Dublin 8 click and collect, Thursday to Saturday €7.50 delivery nationwide, Thursday and Friday bastebbq.com
Andy Noonan’s range of barbecue kits, which are sold cold, include a lazy day pulled pork nacho kit (€17.50) and a free-range chicken burger kit (€35). He’s continuing with his hot takeaway, which can be ordered online. Menus and delivery options change regularly so check for updates.

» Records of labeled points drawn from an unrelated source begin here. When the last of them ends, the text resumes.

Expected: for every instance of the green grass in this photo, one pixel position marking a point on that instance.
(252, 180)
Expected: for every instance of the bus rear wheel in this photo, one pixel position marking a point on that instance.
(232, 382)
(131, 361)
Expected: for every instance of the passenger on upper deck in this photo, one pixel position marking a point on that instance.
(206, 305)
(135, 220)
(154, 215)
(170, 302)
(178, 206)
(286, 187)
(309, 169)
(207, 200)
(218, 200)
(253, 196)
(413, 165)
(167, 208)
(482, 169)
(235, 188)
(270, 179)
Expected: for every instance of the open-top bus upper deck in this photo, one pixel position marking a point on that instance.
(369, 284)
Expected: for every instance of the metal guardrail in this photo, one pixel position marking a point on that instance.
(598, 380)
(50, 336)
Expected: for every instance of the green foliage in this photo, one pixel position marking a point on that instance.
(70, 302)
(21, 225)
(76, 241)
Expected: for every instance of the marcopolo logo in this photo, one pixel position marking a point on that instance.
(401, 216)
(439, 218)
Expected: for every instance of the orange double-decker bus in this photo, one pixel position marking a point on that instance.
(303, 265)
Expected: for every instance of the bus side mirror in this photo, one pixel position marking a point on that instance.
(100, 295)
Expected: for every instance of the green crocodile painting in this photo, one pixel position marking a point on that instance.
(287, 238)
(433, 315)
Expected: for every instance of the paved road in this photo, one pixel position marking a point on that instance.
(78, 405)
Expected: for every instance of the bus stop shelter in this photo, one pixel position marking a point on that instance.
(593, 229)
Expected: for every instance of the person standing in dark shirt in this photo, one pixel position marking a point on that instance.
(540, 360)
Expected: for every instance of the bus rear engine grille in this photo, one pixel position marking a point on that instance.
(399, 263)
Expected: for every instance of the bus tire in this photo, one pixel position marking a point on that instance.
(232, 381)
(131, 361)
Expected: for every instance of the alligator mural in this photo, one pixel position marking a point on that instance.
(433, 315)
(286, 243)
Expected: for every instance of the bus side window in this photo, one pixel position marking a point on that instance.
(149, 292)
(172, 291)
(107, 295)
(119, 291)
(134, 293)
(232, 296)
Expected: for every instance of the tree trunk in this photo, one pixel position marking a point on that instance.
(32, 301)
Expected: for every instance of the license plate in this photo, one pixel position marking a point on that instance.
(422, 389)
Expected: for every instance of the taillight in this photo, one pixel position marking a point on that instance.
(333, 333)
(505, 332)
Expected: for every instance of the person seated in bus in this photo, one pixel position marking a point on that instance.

James Cochran’s three top barbecue tips
1. The essential utensil
Metal tongs. “Making sure you have long-handled metal tongs is like having a sous chef for your barbecue kitchen,” says James. “You can easily handle the meat and make sure everything cooks at the right temperature by moving them across the grill from direct to indirect heat at the right time. The tongs are also great for making sure you don’t rip or tear your meat.”
2. Favourite sauces
“Having a good selection of condiments is essential for a great barbecue, from ketchup to squirt all over a freshly seared sausage through to mayo for perfect potato salad. I recommend Sauce Shop (sauceshop.co) sauces like the Honey Sriracha [Drizzle], which can double as a marinade, and their classic Burger Sauce is a must to add to a toasted bun.”
3. Know your barbecue
“When cooking chicken on the barbecue, it’s important to know what the different sections of the barbecue are good for, depending on what stage of cooking you’re at. Start by placing your chicken on the top shelf of the barbecue so the heat can slowly cook the meat, making sure the middle is cooked through. Try to keep the lid down as much as possible as this creates steam to ensure moist chicken. It can take up to 40 minutes for leg and thigh pieces, so be patient. It will be worth it. After that, with your metal tongs, move the chicken onto the bottom shelf to chargrill and impart that smokiness that makes barbecued chicken something extra special.”